Different gases actually give off different colors, so not all neon lights are made out of neon gas.    

Neon open sign.

Neon Colors & Noble Gases

Neon: Red to orange

Xenon: Green, blue or whitish

Krypton: Green or yellow

Argon: Violet moving to blue

Helium: Orange, pink and red

Radon: Yellow, but due to emitting high levels of radiation, it’s not used in neon lighting for obvious reasons.

Neon lights became very popular; in certain conditions and settings they appear modern, making cities look futuristic and attractive at night. Bars and clubs also often used neon lighting.
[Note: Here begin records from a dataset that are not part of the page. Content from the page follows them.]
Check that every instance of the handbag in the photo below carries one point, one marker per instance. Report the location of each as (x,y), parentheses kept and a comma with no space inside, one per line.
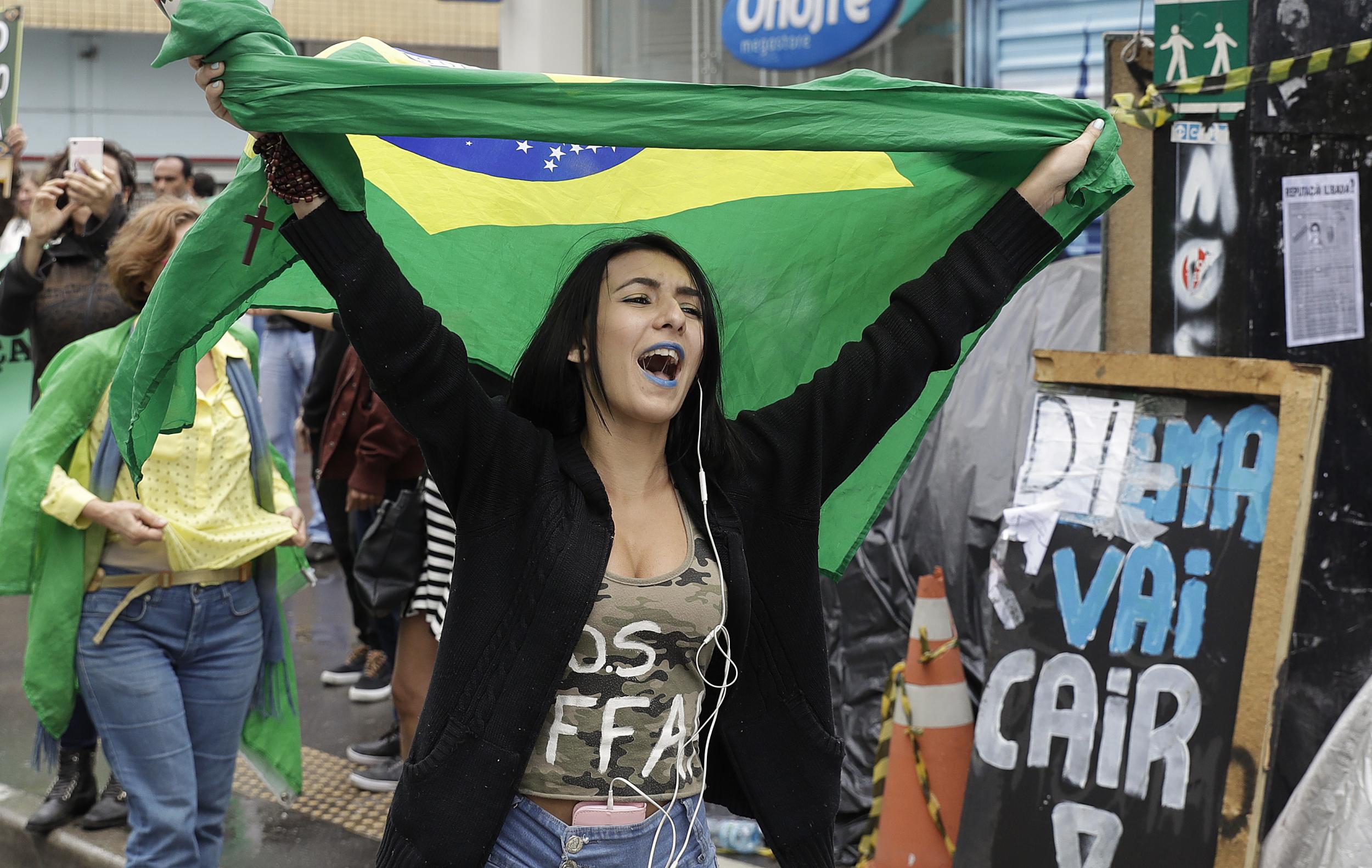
(390,559)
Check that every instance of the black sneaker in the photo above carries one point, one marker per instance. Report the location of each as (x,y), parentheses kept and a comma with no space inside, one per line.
(111,811)
(375,683)
(72,794)
(382,778)
(320,553)
(349,671)
(378,751)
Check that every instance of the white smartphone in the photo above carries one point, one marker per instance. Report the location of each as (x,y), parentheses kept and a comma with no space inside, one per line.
(86,149)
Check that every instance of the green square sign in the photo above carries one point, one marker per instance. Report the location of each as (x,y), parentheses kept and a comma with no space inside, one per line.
(1201,37)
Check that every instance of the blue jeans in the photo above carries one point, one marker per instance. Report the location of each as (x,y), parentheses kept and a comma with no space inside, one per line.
(533,837)
(169,690)
(287,364)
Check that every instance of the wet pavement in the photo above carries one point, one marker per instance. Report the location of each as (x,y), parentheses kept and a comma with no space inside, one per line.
(333,825)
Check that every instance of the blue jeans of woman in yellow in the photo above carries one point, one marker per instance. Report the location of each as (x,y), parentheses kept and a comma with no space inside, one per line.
(169,690)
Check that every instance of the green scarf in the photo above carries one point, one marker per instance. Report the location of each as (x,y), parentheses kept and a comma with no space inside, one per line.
(53,562)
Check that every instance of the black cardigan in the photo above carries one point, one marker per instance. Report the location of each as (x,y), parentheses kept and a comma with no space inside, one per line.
(534,538)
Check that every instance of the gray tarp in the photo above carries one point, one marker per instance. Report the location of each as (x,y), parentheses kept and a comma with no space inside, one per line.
(946,512)
(1327,823)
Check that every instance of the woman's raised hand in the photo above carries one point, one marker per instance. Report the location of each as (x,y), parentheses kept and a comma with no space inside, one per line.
(1047,184)
(128,518)
(46,218)
(206,76)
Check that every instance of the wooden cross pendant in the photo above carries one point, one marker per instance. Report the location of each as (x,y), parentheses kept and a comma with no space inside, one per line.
(258,223)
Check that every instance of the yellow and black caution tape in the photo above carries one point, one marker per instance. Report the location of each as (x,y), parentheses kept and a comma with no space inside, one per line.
(931,800)
(868,847)
(925,655)
(1151,110)
(896,687)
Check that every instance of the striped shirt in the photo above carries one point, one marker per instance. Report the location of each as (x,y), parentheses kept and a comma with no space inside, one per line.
(431,594)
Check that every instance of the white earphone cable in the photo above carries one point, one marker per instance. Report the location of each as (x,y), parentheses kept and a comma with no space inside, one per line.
(719,636)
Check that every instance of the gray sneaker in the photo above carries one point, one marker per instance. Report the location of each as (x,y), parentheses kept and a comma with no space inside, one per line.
(380,778)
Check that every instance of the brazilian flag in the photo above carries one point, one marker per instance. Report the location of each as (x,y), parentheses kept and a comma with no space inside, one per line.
(805,205)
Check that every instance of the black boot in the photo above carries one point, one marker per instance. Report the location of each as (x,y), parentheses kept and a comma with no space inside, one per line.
(72,793)
(113,808)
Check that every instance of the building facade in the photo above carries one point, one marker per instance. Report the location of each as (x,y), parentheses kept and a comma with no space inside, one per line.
(87,72)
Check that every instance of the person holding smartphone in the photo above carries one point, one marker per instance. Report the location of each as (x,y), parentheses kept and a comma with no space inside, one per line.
(59,290)
(57,287)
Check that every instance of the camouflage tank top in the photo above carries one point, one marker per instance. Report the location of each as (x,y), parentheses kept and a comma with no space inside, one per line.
(632,696)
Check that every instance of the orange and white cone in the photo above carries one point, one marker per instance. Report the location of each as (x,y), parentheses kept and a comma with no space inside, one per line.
(931,745)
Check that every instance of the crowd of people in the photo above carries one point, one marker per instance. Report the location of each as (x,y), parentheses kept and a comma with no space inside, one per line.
(603,498)
(80,258)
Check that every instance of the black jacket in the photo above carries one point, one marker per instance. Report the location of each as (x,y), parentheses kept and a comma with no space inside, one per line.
(69,297)
(534,538)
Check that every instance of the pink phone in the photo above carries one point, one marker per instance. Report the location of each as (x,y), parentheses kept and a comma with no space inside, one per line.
(600,814)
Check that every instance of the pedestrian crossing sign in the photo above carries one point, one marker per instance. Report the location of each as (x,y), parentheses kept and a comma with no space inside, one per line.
(1201,37)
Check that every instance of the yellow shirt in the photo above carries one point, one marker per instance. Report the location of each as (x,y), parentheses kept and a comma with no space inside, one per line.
(198,479)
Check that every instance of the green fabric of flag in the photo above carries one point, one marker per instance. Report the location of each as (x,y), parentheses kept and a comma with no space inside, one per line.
(806,206)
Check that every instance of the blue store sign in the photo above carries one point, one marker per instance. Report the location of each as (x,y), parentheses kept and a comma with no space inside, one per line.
(791,35)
On the other hand they can also look cheap and classless.  

Neon vs Fluorescent

One main difference is that neon lights, as already mentioned, they are created out of noble gases. Fluorescence, on the other hand, is created by mercury vapor. Fluorescent lights also produce ultraviolet light. Neon lights require far less power to function and are good for displays, or providing mood lighting. Fluorescent lights produce much more light, and can sufficiently light up an entire room. Neon lamps can also be shaped, so often used for signs and lettering, plus they come in a variety of different colors. Fluorescent tubes are usually straight and produce mainly white light.       

History of Neon & Neon Art

Neon lights rapidly became used to illuminate cities across Europe and America after their conception in 1910. A few decades later, in the 1930s and beyond, artists began using neon lights, simply called neon art. During their first use, neon lights were seen as modern and attractive. However, once they had been around for a while, certain less well maintained city areas started seeing their neon lights begin to fail. We have all seen those run-down areas with failing and flickering neon lights. This caused many people to associate neon lights with seedy, not so respectable areas.  
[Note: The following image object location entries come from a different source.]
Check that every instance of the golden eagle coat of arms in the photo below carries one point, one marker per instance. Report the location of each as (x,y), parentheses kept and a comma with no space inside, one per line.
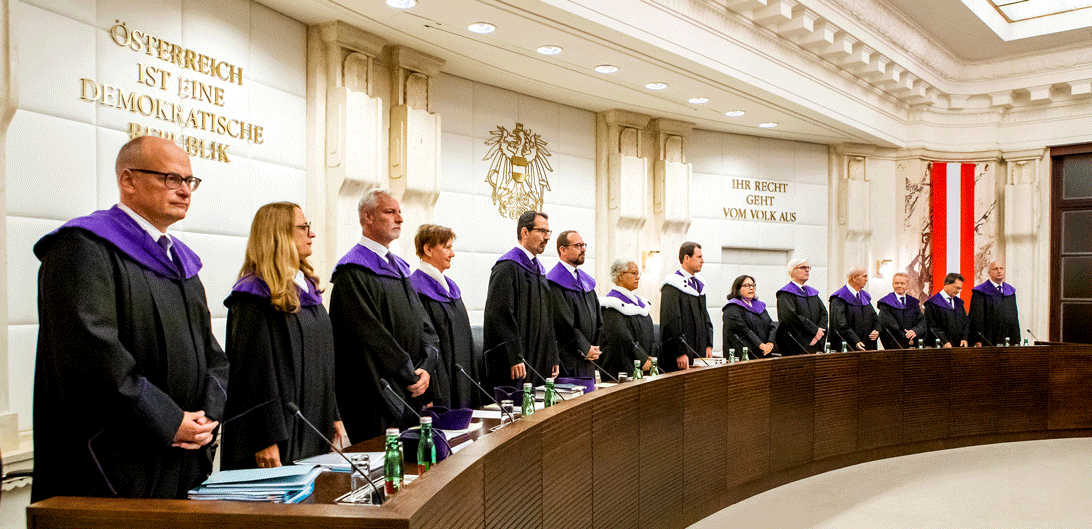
(518,169)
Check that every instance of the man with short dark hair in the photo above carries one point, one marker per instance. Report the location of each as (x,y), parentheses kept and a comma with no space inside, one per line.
(686,330)
(129,383)
(519,327)
(577,319)
(945,315)
(381,331)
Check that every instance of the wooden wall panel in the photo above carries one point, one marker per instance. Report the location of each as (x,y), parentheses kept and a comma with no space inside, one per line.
(879,387)
(1023,394)
(792,412)
(615,462)
(748,426)
(661,451)
(974,391)
(835,406)
(567,448)
(926,377)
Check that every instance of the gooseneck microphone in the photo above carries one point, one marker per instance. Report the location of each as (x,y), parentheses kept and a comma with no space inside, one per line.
(539,376)
(377,496)
(494,399)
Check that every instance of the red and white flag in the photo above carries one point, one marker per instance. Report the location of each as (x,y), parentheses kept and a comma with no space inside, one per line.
(952,216)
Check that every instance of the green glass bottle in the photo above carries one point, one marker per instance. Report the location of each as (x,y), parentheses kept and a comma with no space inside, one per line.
(392,463)
(549,397)
(426,448)
(529,400)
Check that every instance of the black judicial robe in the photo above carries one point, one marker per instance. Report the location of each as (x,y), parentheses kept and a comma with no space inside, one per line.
(276,359)
(685,326)
(993,314)
(125,347)
(747,326)
(627,332)
(897,318)
(518,321)
(800,314)
(945,322)
(852,319)
(380,332)
(448,315)
(577,319)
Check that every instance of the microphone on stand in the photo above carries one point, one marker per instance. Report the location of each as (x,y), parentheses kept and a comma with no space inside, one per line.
(377,496)
(494,399)
(539,376)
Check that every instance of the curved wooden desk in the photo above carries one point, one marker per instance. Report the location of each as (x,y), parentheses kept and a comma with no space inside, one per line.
(666,451)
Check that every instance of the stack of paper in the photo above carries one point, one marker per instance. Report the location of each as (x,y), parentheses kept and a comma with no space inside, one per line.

Moving on to the 60s artists such as Joseph Kosuth and Keith Sonnier began working with neon lights.

Neon Art.

In the 80s, a group of artists called the Young British Artists, got involved with neon art. These artists included Fiona Banner, Ivan Navarro, Tracey Emin, Cerith Wyn Evans, Jung Lee, Glenn Ligon.

Moving on to today, neon colors are still very popular. You can tell this by the popularity of modern abstract images with neon colors on stock websites like Shutterstock. In certain conditions they help to create attractive and striking designs.